O cruzamento de dados dos sistemas do Banco do Brasil, da Caixa Econômica Federal e do Tribunal de Contas do Ceará (TCE-CE) revelou que essas empresas movimentaram cerca de R$ 455,5 milhões entre 2023 e 2025, dos quais ao menos R$ 91,9 milhões têm origem comprovada em recursos federais enviados aos municípios cearenses.
A PF também constatou a existência de uma "cadeia hierárquica interna bem definida e o temor de represálias diante de qualquer desconformidade nas remessas de valores".
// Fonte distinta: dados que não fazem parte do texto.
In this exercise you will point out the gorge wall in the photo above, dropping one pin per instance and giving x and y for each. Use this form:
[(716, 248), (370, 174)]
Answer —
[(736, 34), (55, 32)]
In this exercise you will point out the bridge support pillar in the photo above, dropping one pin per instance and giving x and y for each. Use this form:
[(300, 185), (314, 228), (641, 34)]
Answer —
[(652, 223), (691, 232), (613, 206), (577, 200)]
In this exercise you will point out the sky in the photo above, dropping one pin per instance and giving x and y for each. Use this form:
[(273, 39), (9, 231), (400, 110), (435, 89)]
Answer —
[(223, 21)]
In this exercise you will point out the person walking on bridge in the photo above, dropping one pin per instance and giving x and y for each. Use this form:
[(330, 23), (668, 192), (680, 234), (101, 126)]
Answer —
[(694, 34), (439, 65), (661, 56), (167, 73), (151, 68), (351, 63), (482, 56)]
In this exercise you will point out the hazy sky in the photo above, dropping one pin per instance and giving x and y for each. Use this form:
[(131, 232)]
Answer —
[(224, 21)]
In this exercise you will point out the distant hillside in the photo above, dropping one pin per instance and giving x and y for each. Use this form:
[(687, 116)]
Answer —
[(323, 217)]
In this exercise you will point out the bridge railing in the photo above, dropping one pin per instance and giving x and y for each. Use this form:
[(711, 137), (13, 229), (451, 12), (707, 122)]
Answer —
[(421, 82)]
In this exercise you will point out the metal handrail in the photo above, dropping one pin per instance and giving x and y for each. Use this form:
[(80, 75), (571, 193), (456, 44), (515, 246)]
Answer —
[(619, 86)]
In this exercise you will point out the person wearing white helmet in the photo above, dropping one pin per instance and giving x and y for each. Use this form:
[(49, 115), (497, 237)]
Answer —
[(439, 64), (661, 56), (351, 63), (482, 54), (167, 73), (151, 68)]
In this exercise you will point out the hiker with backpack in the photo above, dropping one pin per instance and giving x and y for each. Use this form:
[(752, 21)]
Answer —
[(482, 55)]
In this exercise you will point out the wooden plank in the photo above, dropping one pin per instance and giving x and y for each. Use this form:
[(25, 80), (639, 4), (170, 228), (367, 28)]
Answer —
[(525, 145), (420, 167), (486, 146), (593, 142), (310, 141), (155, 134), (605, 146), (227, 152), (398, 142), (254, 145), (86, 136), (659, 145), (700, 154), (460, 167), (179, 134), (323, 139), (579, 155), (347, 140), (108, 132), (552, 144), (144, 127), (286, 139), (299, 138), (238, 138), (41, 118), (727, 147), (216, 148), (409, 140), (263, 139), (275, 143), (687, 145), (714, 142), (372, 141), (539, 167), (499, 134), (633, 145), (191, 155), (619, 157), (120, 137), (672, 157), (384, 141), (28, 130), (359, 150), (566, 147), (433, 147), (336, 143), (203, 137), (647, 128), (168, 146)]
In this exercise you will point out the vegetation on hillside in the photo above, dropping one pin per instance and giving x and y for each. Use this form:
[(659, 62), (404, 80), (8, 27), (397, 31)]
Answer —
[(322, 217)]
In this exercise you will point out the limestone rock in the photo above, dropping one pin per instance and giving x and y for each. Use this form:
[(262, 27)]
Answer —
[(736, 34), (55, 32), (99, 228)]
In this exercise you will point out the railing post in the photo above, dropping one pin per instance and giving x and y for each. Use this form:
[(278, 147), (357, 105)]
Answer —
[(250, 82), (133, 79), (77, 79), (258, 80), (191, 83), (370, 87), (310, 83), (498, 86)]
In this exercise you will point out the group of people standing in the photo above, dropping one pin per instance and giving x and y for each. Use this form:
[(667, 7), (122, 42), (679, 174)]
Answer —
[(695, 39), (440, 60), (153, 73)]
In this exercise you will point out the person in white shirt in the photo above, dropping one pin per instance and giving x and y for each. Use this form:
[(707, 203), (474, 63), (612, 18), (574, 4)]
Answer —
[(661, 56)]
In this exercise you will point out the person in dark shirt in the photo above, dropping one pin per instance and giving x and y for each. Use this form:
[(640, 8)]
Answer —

O inquérito da Polícia Federal foi aberto em setembro do ano passado, em meio às eleições municipais. Os trabalhos avançaram e, nesta terça-feira, Junior Mano foi alvo de operação. Agentes da operação Underhand cumpriram diligências no gabinete do deputado em Brasília e também no Ceará, em endereços de Fortaleza, Nova Russas, Eusébio, Canindé e Baixio. Em nota, o deputado nega envolvimento e diz que "a verdade dos fatos prevalecerá".
Coleta de provas
A constatação veio com informações extraídas dos telefones celulares apreendidos em outras diligências e com o cruzamento de movimentações financeiras suspeitas. Havia comunicação em tempo real sobre a liberação de recursos e a expectativa financeira, indicando ciência e chancela aos ilícitos, aponta relatório da Polícia Federal.
Há referência expressa de que verbas oriundas de seu gabinete seriam destinadas à compra de apoio político, ao financiamento oculto de campanhas e ao pagamento de influenciadores e jornalistas.
O órgão, inclusive, colheu evidências de que o grupo buscava recorrentemente eliminar provas dos ilícitos, obstruindo a Justiça. Isso motivou a concessão da medida cautelar, como forma de impedir que elementos probatórios sejam ocultados ou destruídos.
Cronologia da investigação
Em dezembro de 2024, a Justiça Eleitoral remeteu o caso Bebeto Queiroz ao Supremo Tribunal Federal. O motivo era a possível participação do deputado federal, que tem foro privilegiado, no esquema de desvio de emendas supostamente coordenado pelo colega de partido.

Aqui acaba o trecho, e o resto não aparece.